Advocating for Peer Counseling Programs at Universities

Spring 2022

Student Section
Print Friendly, PDF & Email

Sarah M. Schenk

AUGUST OF 2020, I ARRIVED IN NEW YORK CITY to begin my studies toward an MA in Clinical Psychology. I had calibrated my expectations toward a different university experience, one in which the COVID-19 pandemic prevented in-person classes, social gatherings, and greatly restricted access to campus life. The isolation and the difficulties associated with the unprecedented circumstances have led to an increase in mental health problems among the student population. Before March 2020, the exacerbation of university counseling and psychological resources by the growing mental health struggles within university student populations had become a well-known reality. The pandemic has only amplified this treatment gap. My experiences at Durham University in the UK as a trained peer supporter have been incredibly meaningful to me and to others, and present an under-utilized, non-pathologizing, accessible resource for university students in the USA.

Under Durham University’s collegiate system, students are allocated to different colleges irrespective of their Majors.
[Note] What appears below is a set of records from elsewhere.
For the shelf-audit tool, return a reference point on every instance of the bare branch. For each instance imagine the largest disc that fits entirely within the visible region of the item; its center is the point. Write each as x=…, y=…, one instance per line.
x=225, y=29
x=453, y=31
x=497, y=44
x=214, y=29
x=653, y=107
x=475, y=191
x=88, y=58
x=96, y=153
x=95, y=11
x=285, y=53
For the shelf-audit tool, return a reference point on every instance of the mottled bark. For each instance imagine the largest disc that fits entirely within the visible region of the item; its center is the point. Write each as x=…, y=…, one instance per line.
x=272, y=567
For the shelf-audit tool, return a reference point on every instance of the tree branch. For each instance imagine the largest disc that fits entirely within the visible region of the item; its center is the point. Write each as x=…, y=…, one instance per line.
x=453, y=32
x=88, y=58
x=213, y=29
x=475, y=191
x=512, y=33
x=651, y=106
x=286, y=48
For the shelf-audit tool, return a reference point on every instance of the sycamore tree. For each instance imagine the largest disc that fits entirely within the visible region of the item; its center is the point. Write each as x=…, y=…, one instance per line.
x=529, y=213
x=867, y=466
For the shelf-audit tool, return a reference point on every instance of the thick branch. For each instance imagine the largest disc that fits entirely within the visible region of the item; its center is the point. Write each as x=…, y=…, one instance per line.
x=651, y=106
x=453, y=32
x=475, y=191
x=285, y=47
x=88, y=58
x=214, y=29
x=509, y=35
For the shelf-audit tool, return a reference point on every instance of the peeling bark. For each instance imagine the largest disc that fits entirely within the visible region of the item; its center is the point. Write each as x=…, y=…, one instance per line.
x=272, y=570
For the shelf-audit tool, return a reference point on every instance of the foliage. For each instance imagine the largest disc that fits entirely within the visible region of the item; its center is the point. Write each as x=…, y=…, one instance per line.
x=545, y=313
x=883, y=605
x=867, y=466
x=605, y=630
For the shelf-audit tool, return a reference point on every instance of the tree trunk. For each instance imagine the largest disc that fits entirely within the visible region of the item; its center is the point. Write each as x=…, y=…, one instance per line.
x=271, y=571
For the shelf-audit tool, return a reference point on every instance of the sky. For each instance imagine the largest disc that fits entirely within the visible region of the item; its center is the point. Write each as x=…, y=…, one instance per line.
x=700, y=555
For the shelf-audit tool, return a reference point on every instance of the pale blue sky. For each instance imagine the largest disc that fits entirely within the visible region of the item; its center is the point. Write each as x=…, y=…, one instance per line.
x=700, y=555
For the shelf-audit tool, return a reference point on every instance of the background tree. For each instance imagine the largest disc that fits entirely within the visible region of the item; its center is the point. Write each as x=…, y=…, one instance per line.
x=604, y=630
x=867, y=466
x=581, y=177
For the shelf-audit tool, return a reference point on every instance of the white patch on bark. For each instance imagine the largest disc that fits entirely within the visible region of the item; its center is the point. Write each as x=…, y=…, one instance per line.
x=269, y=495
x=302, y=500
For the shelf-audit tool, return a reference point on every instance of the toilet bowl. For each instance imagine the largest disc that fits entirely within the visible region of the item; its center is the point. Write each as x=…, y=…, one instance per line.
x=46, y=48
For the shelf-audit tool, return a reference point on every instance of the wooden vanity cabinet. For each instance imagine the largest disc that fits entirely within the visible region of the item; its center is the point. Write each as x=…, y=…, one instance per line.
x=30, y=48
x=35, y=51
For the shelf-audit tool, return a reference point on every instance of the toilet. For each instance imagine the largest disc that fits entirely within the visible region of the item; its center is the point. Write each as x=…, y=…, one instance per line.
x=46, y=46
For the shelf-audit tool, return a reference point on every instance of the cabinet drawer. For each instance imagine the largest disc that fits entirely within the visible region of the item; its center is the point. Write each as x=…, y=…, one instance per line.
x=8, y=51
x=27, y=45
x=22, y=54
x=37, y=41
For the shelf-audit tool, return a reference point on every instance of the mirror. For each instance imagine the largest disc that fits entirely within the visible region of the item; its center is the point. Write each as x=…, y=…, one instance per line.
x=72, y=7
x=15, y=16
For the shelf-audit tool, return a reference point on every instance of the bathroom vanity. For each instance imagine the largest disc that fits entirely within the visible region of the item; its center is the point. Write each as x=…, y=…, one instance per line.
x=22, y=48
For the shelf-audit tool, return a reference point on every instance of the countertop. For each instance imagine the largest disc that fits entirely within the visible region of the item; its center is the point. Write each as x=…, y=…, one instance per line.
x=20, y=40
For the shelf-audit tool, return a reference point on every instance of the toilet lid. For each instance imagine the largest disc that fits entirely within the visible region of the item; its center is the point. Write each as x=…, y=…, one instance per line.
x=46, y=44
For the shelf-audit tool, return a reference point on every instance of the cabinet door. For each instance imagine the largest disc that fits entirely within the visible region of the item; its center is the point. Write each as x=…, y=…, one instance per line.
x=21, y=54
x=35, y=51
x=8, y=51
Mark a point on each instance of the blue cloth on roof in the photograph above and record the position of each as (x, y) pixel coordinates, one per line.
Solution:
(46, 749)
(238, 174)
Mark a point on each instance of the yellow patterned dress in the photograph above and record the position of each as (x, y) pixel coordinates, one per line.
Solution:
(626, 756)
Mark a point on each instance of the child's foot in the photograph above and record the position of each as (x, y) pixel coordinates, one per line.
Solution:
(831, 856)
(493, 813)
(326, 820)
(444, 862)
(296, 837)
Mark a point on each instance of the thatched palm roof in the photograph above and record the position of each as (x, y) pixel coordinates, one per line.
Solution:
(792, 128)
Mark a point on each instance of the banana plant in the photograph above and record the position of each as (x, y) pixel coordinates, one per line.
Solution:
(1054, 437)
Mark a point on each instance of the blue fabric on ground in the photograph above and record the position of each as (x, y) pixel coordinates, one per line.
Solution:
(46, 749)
Their college, like St. Aidan’s College, St. Chad’s College, or John Snow College, acts as the communities they are housed in for the duration of their studies. The undergraduate student body within each college forms the Junior Common Room (JCR), with some undergraduates assuming roles of responsibility across a JCR’s various committees, including the Welfare Committee. Welfare officers (from here on referred to as peer supporters) are non-professionals trained in active listening skills who hold daily contact hours. During these in-person hours, students can talk to peer supporters about anything and everything – from roommate quarrels to experiences of suicidal ideation – in a confidential, non-directive, non-judgmental environment. Peer supporters do not aim to treat symptoms or crises – in other words, to replace a therapist’s role. Rather, to be visible and accessible points of needed community support within the space between everyday life and a therapist’s room.